Rough code to create the index in second solution:
import Pickle
line_end_length = len('\n') # must be a better way to do this!
offset = 0
index = [] # probably a better structure to use than a list
f = open(filename)
for row in f:
nbr = float(row.split(' ')[0])
index.append([nbr, offset])
offset += len(row) + line_end_length
Pickle.dump(index, open('filename.idx', 'wb')) # saves it for future use
Now, you can perform a binary search on the list. There's probably a much better data structure to use for accruing the index values than a list, but I'd have to read up on the various collection types.

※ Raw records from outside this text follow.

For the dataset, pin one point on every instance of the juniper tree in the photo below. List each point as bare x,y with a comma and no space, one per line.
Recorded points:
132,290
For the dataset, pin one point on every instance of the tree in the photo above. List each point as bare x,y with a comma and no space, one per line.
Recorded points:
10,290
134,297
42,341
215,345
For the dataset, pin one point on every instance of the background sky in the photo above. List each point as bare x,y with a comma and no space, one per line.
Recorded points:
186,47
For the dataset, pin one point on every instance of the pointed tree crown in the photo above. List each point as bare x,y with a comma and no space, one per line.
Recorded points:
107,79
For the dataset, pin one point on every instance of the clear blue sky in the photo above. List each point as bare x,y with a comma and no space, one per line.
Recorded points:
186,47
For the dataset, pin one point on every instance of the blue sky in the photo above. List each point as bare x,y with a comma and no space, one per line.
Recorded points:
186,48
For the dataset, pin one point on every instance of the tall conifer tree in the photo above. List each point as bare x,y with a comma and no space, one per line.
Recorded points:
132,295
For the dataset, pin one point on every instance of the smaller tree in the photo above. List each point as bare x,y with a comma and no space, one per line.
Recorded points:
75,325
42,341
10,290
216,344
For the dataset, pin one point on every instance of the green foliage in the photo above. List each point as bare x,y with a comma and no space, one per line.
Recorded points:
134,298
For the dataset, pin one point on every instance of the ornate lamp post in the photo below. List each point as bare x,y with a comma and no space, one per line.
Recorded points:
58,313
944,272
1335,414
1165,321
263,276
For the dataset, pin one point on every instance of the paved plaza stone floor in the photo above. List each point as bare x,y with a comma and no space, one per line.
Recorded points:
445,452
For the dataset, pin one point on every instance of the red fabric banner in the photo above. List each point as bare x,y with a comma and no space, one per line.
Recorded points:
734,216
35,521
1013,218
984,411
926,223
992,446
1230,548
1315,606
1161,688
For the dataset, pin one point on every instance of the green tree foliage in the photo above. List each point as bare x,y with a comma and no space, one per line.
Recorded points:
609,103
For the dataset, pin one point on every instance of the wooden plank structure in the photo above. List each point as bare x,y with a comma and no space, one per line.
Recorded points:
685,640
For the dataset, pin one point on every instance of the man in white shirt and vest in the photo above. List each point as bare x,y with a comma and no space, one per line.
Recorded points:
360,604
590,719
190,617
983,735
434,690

Since you want to match the first field, you can use gawk:
$ gawk '{if ($1 >= 15 && $1 <= 25) { print }; if ($1 > 25) { exit }}' your_file
Edit: Taking a file with 261,775,557 lines that is 2.5 GiB big, searching for lines 50,010,015 to 50,010,025 this takes 27 seconds on my Intel(R) Core(TM) i7 CPU 860 # 2.80GHz. Sounds good enough for me.
In order to find the line that starts with the number just above your lower limit, you have to go through the file line by line until you find that line. No other way, i.e. all data in the file has to be read and parsed for newline characters.
We have to run this search up to the first line that exceeds your upper limit and stop. Hence, it helps that the file is already sorted. This code will hopefully help:
with open(outpath) as outfile:
with open(inpath) as infile:
for line in infile:
t = float(line.split()[0])
if lower_limit <= t <= upper_limit:
outfile.write(line)
elif t > upper_limit:
break
I think theoretically there is no other option.